Hitherto, as an insulation circuit board for an electronic apparatus which is subjected to a severe temperature environment such as a vehicle-mounting environment or the like, a ceramic board having excellent heat radiation performance and heat resistance is a main stream. However, in association with a demand for low costs of the electronic apparatus, a shift to a resin board in which a high radiation insulation resin is used for an insulation layer is increasing year by year.
As shown in FIG. 2, the insulation circuit board by the resin insulation layer (hereinbelow, referred to as an insulation circuit board) is constructed in such a manner that a metal foil such as a copper foil or the like which was coarse-processed is adhered to one or both of the surfaces of a metal base substrate 1 such as aluminum, copper, iron, or the like through an insulation layer 2 whose thermal conductivity has been improved such as a high thermal conductive resin or the like having excellent heat radiation performance, and thereafter, wiring patterns 3 are formed by a chemical etching or the like so as to be away from each other by a distance R1 between the wiring patterns. For example, in the case of a power semiconductor device or inverter module, a plurality of semiconductor elements and passive elements are arranged on the wiring patterns 3 on the insulation circuit board. However, since a high power switching element such as an insulated-gate bipolar transistor (IGBT) or the like is used as a power semiconductor device for electric power conversion or an inverter module in recent years, there is a problem of an excessive heat generation. At present, in order to efficiently propagate the generated heat to the metal base substrate 1, an inorganic filler is filled into the resin of the insulation layer 2 at a high density or a thickness of insulation layer 2 is made thin, thereby improving the thermal conductivity of the insulation layer 2. As for the former method of filling the filler into the resin of the insulation layer 2 at the high density, an insulation circuit board in which an alumina filler of 70 Vol % or more was mixed into the insulation resin which is in contact with the metal base substrate 1 has also been developed, and high thermal conductivity which reaches 10 W/mk has been realized. As for the latter method of making the thickness of insulation layer 2 thin, an insulation circuit board using the insulation layer 2 having a layer thickness of about 200 μmt or having the smallest layer thickness of about 100 μmt has been developed. However, if a high voltage associated with the realization of the recent high power is always applied to such an insulation circuit board, such a problem that a dielectric breakdown occurs for a short time can occur.

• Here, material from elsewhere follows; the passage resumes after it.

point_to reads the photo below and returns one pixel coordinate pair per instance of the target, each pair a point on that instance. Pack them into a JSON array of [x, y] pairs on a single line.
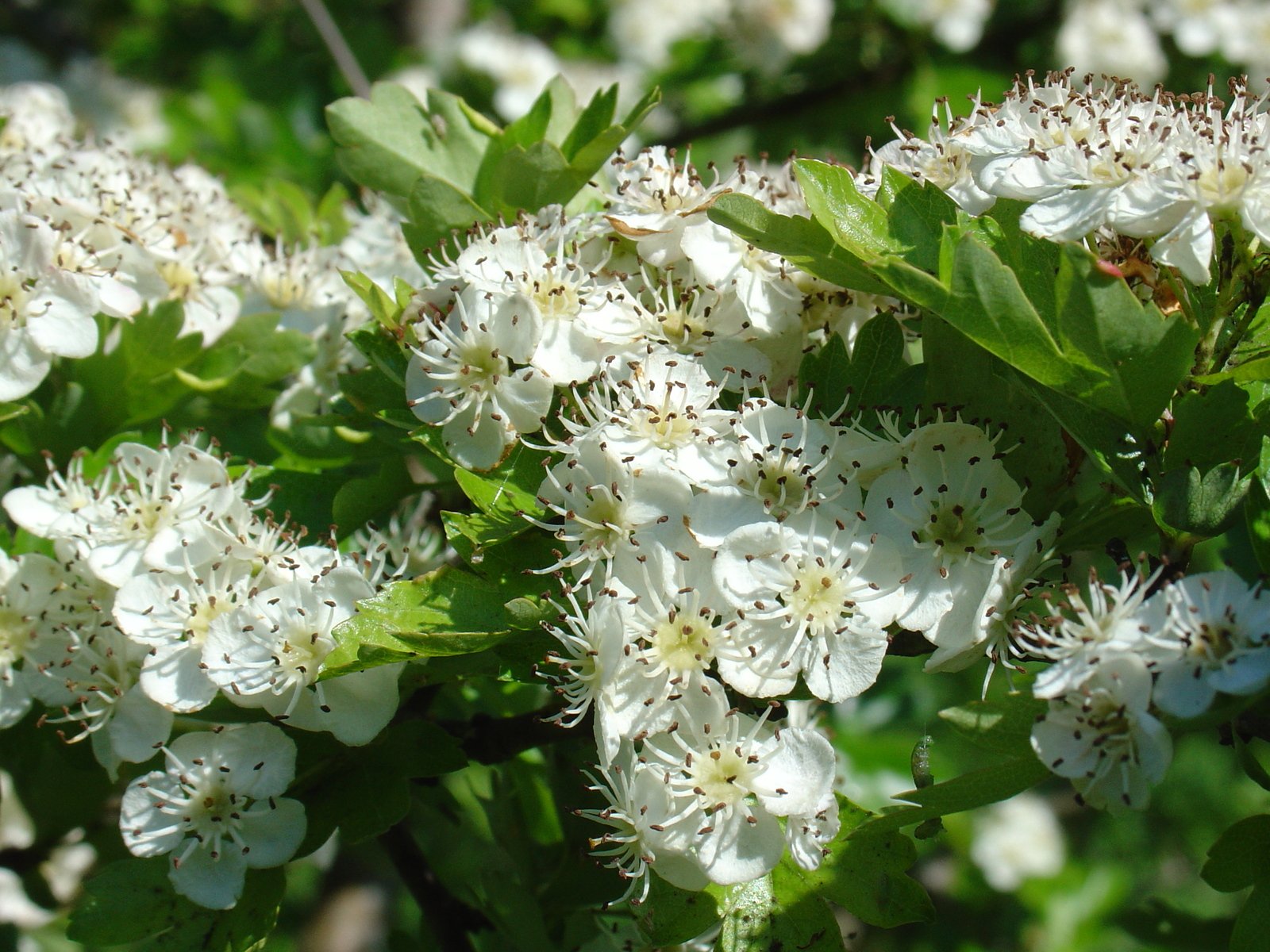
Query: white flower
[[1103, 738], [1110, 622], [667, 626], [1210, 634], [44, 311], [469, 376], [958, 25], [160, 512], [169, 613], [808, 835], [729, 776], [641, 835], [29, 609], [813, 603], [1018, 839], [1198, 25], [958, 505], [770, 31], [89, 672], [784, 466], [217, 810], [268, 653], [658, 413], [1111, 37], [609, 511], [37, 117], [982, 621]]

The dielectric breakdown mentioned above will now be described by using FIG. 3. As shown in FIG. 3, in the wiring pattern 3 to which the high voltage is applied, the generation of partial discharging 4 that is caused by electric field concentration at end sections of the wiring pattern 3 is a main cause. Particularly, in the case of an AC voltage in which a polarity of the applied voltage changes continuously, the discharge occurs continuously, so that the insulation layer 2 is deteriorated, a dendritic discharge deterioration trace called a tree 5 is formed, and a dielectric breakdown occurs soon. Also in the case where the wiring patterns 3 are closely formed due to the high density of mounted parts, a dendritic discharge path (creeping discharge 6) is formed along the surface of an insulation material by the partial discharging 4 and a dielectric breakdown occurs. At present, the wiring pattern 3 which is formed by the chemical etching or the like from a viewpoint of priority of costs generally has such a shape that a side surface portion of the wiring pattern 3 becomes an arc. It has such a shape that the side surface portion of the wiring pattern 3, in more detail, the side surface portion of the wiring pattern 3 which is in contact with a creeping portion of the insulation layer 2 is sharply pointed. There is consequently such a problem that an electric field is concentrated on the end sections of the wiring pattern 3 and the partial discharging 4 occurs easily at this portion as a starting point. In order to lighten the electric field concentration at the end sections of the wiring pattern 3, it is effective to round the sharp shape of the end section of the wiring pattern 3. In [Patent Literature 1], by forming the wiring pattern 3 into a concave portion 7 of the insulation layer 2 in which peripheral end sections are curved as shown in FIG. 4, the end section of the wiring pattern 3 has a round shape. Further, in [Patent Literature 2], a method of fusing and smoothing the end section of the wiring pattern 3 by a pre-discharge, a laser, or the like has been proposed.